Some Website Link Checking Tools and Utilities
Don Lancaster Synergetics, Box 809, Thatcher, AZ 85552 copyright c2010 pub 5/10 as GuruGram #105 http://www.tinaja.com email@example.com (928) 428-4073
frustrated website visitor is a gone website customer. Little infuriates more than the dreaded "404" or file not found error. On a larger website, continuous vigilance is demanded to both prevent and minimize links that go nowhere or end up routing to wildly incorrect places. I recently went through a major overhaul of our Guru's Lair website and ended up correcting many hundreds of broken links that accumulated over the years. In the process, I found no "best" solution. So, what I thought I'd do here is gather together some of the more useful tools and utilities useful for 404 reduction on any larger website.
There are often different types of 404 and related errors. Some of which you can deal with and some that may be well beyond your control...
BROKEN INTERNAL ANCHORS -- These do not generate an actual 404 error but still can be quite annoying. Easy navigation is a key feature of any successful web site. BROKEN INTERNAL LINKS -- Links which go nowhere on your own site, most likely due to a typo or a file that is not online or not where you thought it was. WRONG INTERNAL LINKS -- These do not 404 but still will go to the wrong place. Usually because they were not properly updated during a cut and paste. BROKEN EXTERNAL LINKS -- These might be your own typos or the
external site may no longer be available. Or they renamed some files without doing a redirect.

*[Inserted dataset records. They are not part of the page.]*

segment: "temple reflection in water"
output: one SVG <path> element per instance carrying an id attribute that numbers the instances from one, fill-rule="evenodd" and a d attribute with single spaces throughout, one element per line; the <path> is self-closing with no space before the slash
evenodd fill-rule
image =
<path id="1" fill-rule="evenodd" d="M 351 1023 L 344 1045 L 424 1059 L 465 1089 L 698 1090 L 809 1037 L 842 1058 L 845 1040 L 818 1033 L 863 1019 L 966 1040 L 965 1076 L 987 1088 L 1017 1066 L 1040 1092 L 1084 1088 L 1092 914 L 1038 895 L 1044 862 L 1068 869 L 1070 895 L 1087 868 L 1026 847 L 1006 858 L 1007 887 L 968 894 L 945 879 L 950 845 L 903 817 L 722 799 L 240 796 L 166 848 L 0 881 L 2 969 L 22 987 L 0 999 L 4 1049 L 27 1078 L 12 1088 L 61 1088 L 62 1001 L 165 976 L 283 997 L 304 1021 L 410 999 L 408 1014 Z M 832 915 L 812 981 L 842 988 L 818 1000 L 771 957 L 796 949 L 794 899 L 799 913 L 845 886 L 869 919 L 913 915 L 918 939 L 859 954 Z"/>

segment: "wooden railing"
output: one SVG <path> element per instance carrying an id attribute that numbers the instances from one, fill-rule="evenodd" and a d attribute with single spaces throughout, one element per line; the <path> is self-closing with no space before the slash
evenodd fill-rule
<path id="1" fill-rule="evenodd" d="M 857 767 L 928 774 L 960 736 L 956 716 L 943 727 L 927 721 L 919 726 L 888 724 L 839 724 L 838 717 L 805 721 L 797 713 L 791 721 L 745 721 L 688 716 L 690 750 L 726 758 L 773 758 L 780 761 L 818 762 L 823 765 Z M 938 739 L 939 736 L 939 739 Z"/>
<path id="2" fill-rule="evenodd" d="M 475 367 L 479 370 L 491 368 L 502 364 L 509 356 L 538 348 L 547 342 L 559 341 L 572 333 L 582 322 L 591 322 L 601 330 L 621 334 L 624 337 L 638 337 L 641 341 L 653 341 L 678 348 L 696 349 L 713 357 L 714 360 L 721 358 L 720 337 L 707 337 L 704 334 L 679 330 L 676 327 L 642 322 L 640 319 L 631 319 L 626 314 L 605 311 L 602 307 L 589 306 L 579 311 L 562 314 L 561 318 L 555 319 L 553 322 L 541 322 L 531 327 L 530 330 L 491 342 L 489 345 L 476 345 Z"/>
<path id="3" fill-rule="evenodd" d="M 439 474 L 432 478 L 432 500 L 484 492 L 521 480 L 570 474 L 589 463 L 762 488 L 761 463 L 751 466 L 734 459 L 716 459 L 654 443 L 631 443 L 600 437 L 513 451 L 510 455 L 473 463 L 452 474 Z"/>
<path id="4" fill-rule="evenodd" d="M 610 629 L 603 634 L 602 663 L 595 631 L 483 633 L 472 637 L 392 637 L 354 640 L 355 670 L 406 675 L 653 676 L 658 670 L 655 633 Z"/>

FUMBLE FINGERED USERS -- Entry errors that largely are beyond your
control. These largely should be non-repeating one time events.
-- 105 . 1 --
DELIBERATE PHISHING ATTEMPTS -- Visitors trying to access hidden or supervisory files on your website. Sometimes seeking a .PHP extension. They, of course, deserve all the 404's they can get.
Sadly, many of the 404's will be beyond your control. Others may have a different error number, but still need corrected. Such as an error 500 from too many w's in www. Or not enough ht's in html. Or mixing up a period with a slash. And others may remain stuck in caches web wide. These may not go away for weeks or even months after you tried to fix them. Two reasonable goals are to...
Continuously minimize your known 404's. Aim for a gross error rate under ONE PERCENT.
Here's my collection of tools and utilities that I have found more or less useful in minimizing long term 404 and similar errors on larger websites...
1. ETERNAL VIGILANCE -- Most errors are introduced on their initial upload. So, you should personally and manually test and verify each new website page and each and every significant page revision. 2. CUSTOMER COMPLAINTS -- Some errors will rarely or never receive clickthrus. But if any visitor reports anything, stop and fix it NOW! 3. THIRD PARTY SEARCHES -- If you have an employee temporarily out of crucial stuff to do, have them go through a large chunk of the website, manually checking for any and all problems. It is important
to emphasis accuracy and being meticulous. They also have to spot any website quirks, such as some files being standalone and others in archives. Naturally, looking for typos and spelling errors should also happen at the same time.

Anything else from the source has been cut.